Along with energy and water, BREEAM covers a total of nine environmental categories, including waste, materials, pollution, health and well-being, land use and ecology, transport, and management.
Fundamentals unchanged from U.K. origins
While Giles has his eye on what he counts as 5.6 million uncertified existing buildings in the U.S., “Our biggest focus is to have well-trained assessors out in the marketplace before having a flood of buildings.” BREEAM USA will offer assessor training starting in October 2016, but it is also starting an “early adopter” program for buildings now.
BREEAM is being Americanized, says Giles, though its fundamentals won’t change, in order to maintain its international relevance. For example, BREEAM USA will align with the data input to the widely used Energy Star Portfolio Manager, but it won’t use the output of that benchmark. European standards are being replaced with American standards (like ASHRAE’s), and some concepts are being explained differently for the American audience.
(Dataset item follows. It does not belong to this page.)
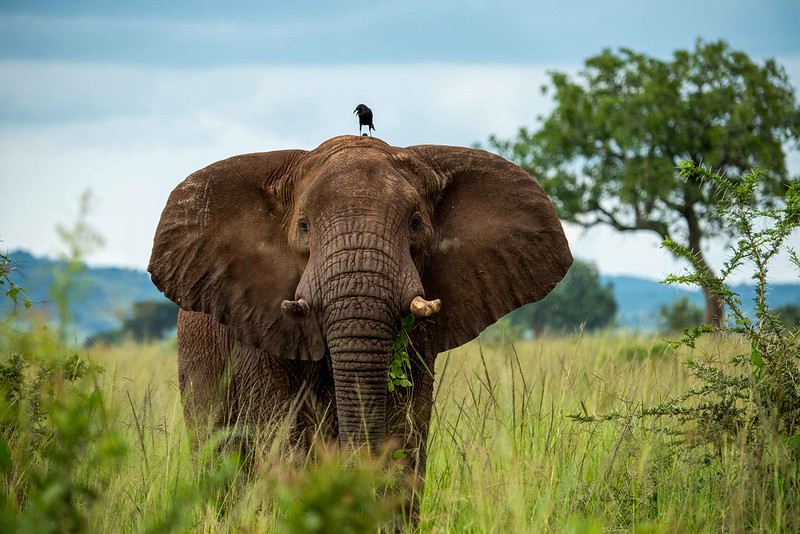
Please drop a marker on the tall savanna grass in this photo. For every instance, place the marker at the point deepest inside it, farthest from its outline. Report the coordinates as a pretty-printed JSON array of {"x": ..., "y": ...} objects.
[{"x": 504, "y": 454}]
BREEAM’s rigor has not been compared with that of LEED-EBOM, according to Giles, but he noted the strong desire by BRE and BREEAM USA to bring more data to the marketplace, working with the U.S. Green Building Council and other organizations.
Roberts, T. (2016, June 10). BREEAM USA Jolts Existing Buildings Market. Retrieved from https://www.buildinggreen.com/newsbrief/breeam-usa-jolts-existing-buildings-market
The point above, “Most significantly, the current version of its energy-efficiency prerequisite requires a minimum Energy Star score of 75, which by definition excludes 75% of buildings from LEED eligibility,” implies that there is a limit to the number buildings that can earn Energy Star certification. However, your building's Energy Star score is compared to a modeled building based on the CBECS national energy survey, which is a static data set. Your building is not at this point being compared to peer buildings that have earned Energy Star certification. Theoretically, if all existing buildings today improve their performance to better than the buildings in the CBECS data set, then they can all get the Energy Star certification.
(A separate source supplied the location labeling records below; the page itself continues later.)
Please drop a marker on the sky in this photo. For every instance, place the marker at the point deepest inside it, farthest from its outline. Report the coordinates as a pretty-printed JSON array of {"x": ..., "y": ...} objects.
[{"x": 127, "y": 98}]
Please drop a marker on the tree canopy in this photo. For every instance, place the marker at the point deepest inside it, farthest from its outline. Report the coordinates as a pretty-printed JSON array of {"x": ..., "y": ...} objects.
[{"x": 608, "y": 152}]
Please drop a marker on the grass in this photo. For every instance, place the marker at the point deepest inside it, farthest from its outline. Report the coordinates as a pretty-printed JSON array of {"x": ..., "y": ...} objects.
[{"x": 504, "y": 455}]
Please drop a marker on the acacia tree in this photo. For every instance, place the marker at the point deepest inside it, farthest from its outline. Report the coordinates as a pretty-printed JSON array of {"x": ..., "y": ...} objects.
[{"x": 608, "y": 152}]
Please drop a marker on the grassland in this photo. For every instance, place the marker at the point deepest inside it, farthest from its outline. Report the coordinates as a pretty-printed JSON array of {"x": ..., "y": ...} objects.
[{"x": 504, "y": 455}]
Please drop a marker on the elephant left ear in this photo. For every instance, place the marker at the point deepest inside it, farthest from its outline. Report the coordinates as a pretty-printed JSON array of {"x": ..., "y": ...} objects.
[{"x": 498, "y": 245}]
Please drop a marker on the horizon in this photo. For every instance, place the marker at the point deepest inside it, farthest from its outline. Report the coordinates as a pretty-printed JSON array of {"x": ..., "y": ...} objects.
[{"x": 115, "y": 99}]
Absolutely a fair point, thank you. I would completely welcome your hypothetical situation where all buildings improve themselves to get Energy Star (and those ineligible for Energy Star certification still use Energy Star Portfolio Manager to benchmark their energy usage).
Since it's a pretty far-off hypothetical, though, I'll stand by the point made in the article, that an Energy Star score of 75 is defined as a building that performs better than 75% of existing buildings. It is well within reach for many buildings to improve themselves to that level or above it, but unfortunately many projects are so far below it that they could use some incentive and recogntion to improve from 25, say, to 50, an achievement that would be a great service to the planet.
Further complicating matters are that the Energy Star scoring algorithim changes periodically and in ways that are not necessarily very clear or transparent, and the underlying CBECS data set, which is currently out of date, is updated periodically.